La sangre despierta

Capítulo 12—El Luan de los Nueve Cielos

Elina se quedó con los ojos como platos. El hombre, sin embargo, negó con la cabeza con una sonrisa resignada.

De un ágil movimiento, bajó del árbol como una nube flotante. No se vio impulso, ni esfuerzo. Simplemente apareció ante Elina, esbozando una sonrisa:

—Señorita, la veo temblar… Debe tener frío también. ¿Por qué no… compartimos el calor?

¡Desvergonzado! —gritó Elina para sus adentros—. ¡Estoy temblando del susto!

Ahora frente a frente, el rostro del hombre, antes oculto por las sombras, emergió con la claridad de la luna naciendo sobre un mar inmenso.

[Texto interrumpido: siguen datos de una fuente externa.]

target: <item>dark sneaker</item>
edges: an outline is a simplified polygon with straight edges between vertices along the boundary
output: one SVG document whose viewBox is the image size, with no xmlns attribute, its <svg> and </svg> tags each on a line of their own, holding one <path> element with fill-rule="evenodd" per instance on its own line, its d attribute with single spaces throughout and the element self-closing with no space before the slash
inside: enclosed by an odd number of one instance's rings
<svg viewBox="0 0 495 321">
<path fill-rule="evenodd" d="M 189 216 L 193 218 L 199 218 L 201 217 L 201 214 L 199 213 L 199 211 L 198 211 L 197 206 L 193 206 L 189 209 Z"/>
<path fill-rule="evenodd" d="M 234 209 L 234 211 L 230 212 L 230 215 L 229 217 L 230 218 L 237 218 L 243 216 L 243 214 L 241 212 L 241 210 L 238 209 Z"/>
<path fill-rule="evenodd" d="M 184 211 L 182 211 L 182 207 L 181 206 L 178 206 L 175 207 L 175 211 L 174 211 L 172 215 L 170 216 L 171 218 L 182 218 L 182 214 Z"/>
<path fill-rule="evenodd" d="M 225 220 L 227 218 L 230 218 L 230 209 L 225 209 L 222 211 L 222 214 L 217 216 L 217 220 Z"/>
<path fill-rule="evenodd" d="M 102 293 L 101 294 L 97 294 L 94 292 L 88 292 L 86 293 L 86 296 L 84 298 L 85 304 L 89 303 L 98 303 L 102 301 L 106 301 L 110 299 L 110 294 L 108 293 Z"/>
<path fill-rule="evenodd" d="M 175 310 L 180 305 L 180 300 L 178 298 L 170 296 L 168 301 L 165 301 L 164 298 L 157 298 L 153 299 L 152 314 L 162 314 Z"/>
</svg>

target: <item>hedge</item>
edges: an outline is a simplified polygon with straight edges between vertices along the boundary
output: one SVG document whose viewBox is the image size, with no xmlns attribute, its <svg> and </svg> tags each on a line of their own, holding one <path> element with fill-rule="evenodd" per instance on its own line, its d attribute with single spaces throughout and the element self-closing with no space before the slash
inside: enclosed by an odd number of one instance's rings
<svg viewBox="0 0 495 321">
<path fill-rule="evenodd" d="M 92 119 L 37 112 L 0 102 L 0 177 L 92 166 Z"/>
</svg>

Su fulgor era tal que a Elina le dio un breve vahído.

Pero se recuperó de inmediato, se insultó mentalmente por haberse atontado por una cara bonita, y mientras seguía retrocediendo con expresión de pánico, su mano ya tanteaba discretamente la fusta que llevaba oculta.

Aún no había tocado el extremo cuando un extraño cosquilleo la repelió. Frente a ella, el hombre retiró un dedo con suavidad y negó con la cabeza:

—Señorita, hay momentos en que fingir… simplemente no sirve.

La brisa nocturna agitaba su túnica larga, que ondeaba como nubes en lo alto del cielo. Su andar parecía disperso, casi negligente, pero había en él una ligereza majestuosa, como si un ave sagrada del noveno cielo hubiese descendido por error al mundo de los mortales.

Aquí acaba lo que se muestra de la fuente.